Still, Banks sensed that others had opinions on her choice to have children via surrogacy.
"I definitely think I'm still judged for what I've done and that people don't understand my choices, but I don't feel I owe anybody any explanation," she told the magazine. "And, if my story helps people feel less alone on their journey, then I'm grateful for that."
"There's nothing more that I wanted than to cook my own baby," she told Women’s Health. "The idea of it felt like surrendering to failure."
Moreover, Union admitted, she worried about being judged by others even after the baby arrived.
"People want to see the bump, hear that you got hemorrhoids – they want to know you're like them," she said. "I was like, 'This is going to seem like the most Hollywood s**t ever. Will I be embraced as a mom? It's terrifying."
Shifting the Narrative
In a strongly-worded missive aimed at critics of his own journey with surrogacy, Tan France pointedly addressed some of the most common criticisms that intended parents face.
"For all of those who are asking or really angrily saying we should have adopted instead of surrogacy. A lot of you have your own kids. If you're so upset about me having my own children, you can adopt. Please go ahead and adopt. It's a wonderful thing to be able to do. You don't know our story.
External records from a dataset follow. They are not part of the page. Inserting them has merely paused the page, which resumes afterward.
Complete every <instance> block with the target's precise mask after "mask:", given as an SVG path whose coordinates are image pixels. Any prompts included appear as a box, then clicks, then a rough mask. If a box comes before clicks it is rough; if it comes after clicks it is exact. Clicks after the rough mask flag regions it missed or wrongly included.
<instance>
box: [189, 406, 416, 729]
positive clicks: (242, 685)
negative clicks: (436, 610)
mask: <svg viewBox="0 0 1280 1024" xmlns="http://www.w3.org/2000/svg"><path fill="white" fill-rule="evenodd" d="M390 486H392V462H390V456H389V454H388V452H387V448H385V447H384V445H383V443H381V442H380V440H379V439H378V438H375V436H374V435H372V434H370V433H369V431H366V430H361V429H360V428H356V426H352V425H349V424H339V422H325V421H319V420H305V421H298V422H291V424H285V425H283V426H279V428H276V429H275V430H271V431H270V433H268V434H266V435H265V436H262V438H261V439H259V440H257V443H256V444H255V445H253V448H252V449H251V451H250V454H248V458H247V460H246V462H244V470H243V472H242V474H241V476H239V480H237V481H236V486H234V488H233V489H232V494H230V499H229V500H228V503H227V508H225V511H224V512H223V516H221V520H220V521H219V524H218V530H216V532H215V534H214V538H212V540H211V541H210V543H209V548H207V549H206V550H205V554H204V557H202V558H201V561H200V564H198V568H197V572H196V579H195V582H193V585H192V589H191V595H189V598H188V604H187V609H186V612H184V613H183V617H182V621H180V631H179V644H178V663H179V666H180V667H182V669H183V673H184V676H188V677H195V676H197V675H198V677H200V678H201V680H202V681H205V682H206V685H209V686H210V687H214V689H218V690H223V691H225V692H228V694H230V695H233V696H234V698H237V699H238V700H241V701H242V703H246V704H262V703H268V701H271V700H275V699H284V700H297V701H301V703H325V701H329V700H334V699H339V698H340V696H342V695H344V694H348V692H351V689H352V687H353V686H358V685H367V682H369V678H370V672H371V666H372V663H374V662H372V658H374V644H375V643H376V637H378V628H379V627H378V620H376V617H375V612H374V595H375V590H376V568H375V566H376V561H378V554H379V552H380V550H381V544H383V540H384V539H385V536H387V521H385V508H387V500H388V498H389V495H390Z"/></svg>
You don't know why we are going through the surrogacy process instead of adopting," he began a statement in 2021, while expecting his first child with husband Rob France.
"And for those who are saying that I am exploiting a woman's body, I wanna make it really clear: I didn't just grab someone off the street and kidnap her and get her pregnant," he continued. "This was somebody that we care about very much, who wanted to do this for us, who was generous enough to help us have our absolute dream and to raise a family. So you don't really have to worry about our surrogate. I promise, she's fine. We are taking very good care of her. I promise, she wanted to do this. She wanted to do this for us because, even though as many said, the baby's not going to have a mother–believe me, we are gonna love this child so much more than one could ever possibly imagine. He will be plenty loved even without a mother."
While the decision to serve as a gestational carrier is deeply personal, it's not without risks.
As with any pregnancy, there's a chance of numerous physical complications including gestational diabetes, hypertension, pre-eclampsia and damage to reproductive organs, among countless others, followed by hormone fluctuations that can contribute to postpartum depression and anxiety. Additionally, according to the British Journal of Medicine, women undergoing IVF can face increased risks associated with carrying multiple embryos, and with the use of specific drugs and hormones that are part of the medical process.
On the topic of emotional and mental well-being, some surrogates have reported feeling a sense of loss or grief after the birth of the child, as well as complications or a breakdown in the relationships with their own family or the intended parents.
It's worth mentioning that, while many celebrities have hired gestational carriers to grow their families, there are no notable examples of a star serving in the role of surrogate, themselves. There are, however, a handful of social media influencers sharing their experiences on large platforms.
Public figure or not, no person is responsible for offering their personal reproductive choices up for public discourse. And while surrogacy is far from a perfect process, neither is traditional pregnancy, adoption, or anything in between.
But each story belongs solely to its owner.
With the use of surrogacy on the rise -- Fortune reports the industry was valued at over $14 billion in 2022, with Global Market Insights predicting it will achieve nearly 25 percent compound annual growth rate in the next decade -- there will undoubtedly be more stories to share in the coming years.
Surely Hollywood's A-list will continue to speak out, offering their amplified voices to a chorus of experiences on the topic -- but there should really be a microphone for their gestational carriers, too, should they want to speak about their journeys.